[ICML 2024] A New Partial p-Wasserstein-Based Metric For Comparing Distributions

The p-Wasserstein distance, for p ≥ 2, is sensitive to minor geometric differences between distributions, making it a very powerful dissimilarity metric. However, due to this sensitivity, a small outlier mass can also cause a significant increase in the p-Wasserstein distance between two similar distributions. Similarly, sampling discrepancy can cause the empirical 2-Wasserstein distance on n samples in 2 dimensions to converge to the true distance at a rate of n^(−1/2p), which is significantly slower than the rate of n^(−1/2) for 1-Wasserstein distance.
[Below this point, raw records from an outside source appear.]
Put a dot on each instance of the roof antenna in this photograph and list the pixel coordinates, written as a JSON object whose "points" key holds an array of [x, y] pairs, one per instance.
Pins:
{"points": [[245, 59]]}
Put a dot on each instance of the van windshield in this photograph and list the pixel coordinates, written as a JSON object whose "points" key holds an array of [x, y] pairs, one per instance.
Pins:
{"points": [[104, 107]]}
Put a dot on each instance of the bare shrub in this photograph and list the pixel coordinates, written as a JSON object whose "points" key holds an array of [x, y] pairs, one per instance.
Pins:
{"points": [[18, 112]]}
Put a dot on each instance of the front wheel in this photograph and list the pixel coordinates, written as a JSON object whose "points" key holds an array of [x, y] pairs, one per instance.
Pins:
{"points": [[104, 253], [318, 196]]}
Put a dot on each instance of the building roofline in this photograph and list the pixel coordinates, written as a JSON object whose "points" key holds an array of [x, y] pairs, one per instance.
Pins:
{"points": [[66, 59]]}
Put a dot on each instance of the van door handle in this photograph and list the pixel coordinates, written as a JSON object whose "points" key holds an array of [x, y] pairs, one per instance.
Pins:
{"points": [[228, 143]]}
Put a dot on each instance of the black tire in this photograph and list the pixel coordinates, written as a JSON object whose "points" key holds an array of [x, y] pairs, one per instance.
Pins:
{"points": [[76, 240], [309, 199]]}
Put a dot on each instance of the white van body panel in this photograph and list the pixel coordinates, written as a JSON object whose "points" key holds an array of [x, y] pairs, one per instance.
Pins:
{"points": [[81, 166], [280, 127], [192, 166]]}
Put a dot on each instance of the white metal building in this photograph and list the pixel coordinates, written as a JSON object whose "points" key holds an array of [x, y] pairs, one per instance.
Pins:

We introduce a new family of distances parameterized by k ≥ 0, called (p, k)-RPW that is based on computing the partial 2-Wasserstein distance. We show that (1) (p, k)-RPW satisfies the metric properties, (2) (p, k)-RPW is robust to small outlier mass while retaining the sensitivity of p-Wasserstein distance to minor geometric differences, and (3) when k is a constant, (p, k)-RPW distance between empirical distributions on n samples in 2 dimensions converges to the true distance at a rate of n^(−p/4p-2), which is faster than the convergence rate of n^(−1/2p) for the p-Wasserstein distance. By setting parameters k or p appropriately, we can reduce our distance to the total variation, p-Wasserstein, and the Le ́vy-Prokhorov distances. Experiments show that our distance function achieves higher accuracy in comparison to the 1-Wasserstein, 2-Wasserstein, and TV distances for image retrieval tasks on noisy real-world data sets.